Die Erstbesteigung des Gipfels durch Bergsteiger aus Europa und Kolumbien fand in der Mitte des 20. Jahrhunderts statt, als der Gletscher noch deutlich tiefer in die Hänge reichte. Seitdem hat das Eis erheblich an Ausdehnung verloren.
Die U'wa, eine indigene Gemeinschaft der Region, nennen diesen Gipfel Ritak'uwa, was in ihrer Sprache so viel wie "weißer Fels" bedeutet. Für sie ist dieser Berg ein heiliger Ort, der tief in ihrer mündlichen Überlieferung und ihrem Weltbild verwurzelt ist.
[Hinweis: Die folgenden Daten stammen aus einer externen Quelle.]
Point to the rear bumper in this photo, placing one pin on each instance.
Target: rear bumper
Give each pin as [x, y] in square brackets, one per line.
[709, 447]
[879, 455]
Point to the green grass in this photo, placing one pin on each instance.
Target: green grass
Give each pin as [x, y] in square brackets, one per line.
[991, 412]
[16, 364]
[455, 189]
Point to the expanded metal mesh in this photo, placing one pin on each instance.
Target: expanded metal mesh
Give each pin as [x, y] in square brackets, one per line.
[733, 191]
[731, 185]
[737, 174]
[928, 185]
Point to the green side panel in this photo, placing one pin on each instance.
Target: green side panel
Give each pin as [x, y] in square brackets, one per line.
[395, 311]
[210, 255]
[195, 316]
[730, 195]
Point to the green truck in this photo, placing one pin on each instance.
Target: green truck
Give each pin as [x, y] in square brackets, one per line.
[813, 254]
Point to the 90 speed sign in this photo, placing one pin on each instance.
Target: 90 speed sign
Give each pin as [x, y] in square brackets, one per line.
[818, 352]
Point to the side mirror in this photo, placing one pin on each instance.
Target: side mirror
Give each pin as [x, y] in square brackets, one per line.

Der Aufstieg erfolgt über eine Nordwestroute und erfordert grundlegende Kletterausrüstung sowie ausreichend Zeit zur Akklimatisierung, da die Höhe erheblich ist. Es empfiehlt sich, vorab beim Parkeingang in El Cocuy oder Güicán die aktuellen Zugangsbedingungen zu erfragen, da diese je nach Saison variieren können.
Obwohl der Gipfel dauerhaft vereist ist, liegt er in den Tropen, was für viele Besucher überraschend ist. Das Nebeneinander von Äquatornähe und dauerhaftem Schnee macht diesen Berg zu einem seltenen geografischen Phänomen.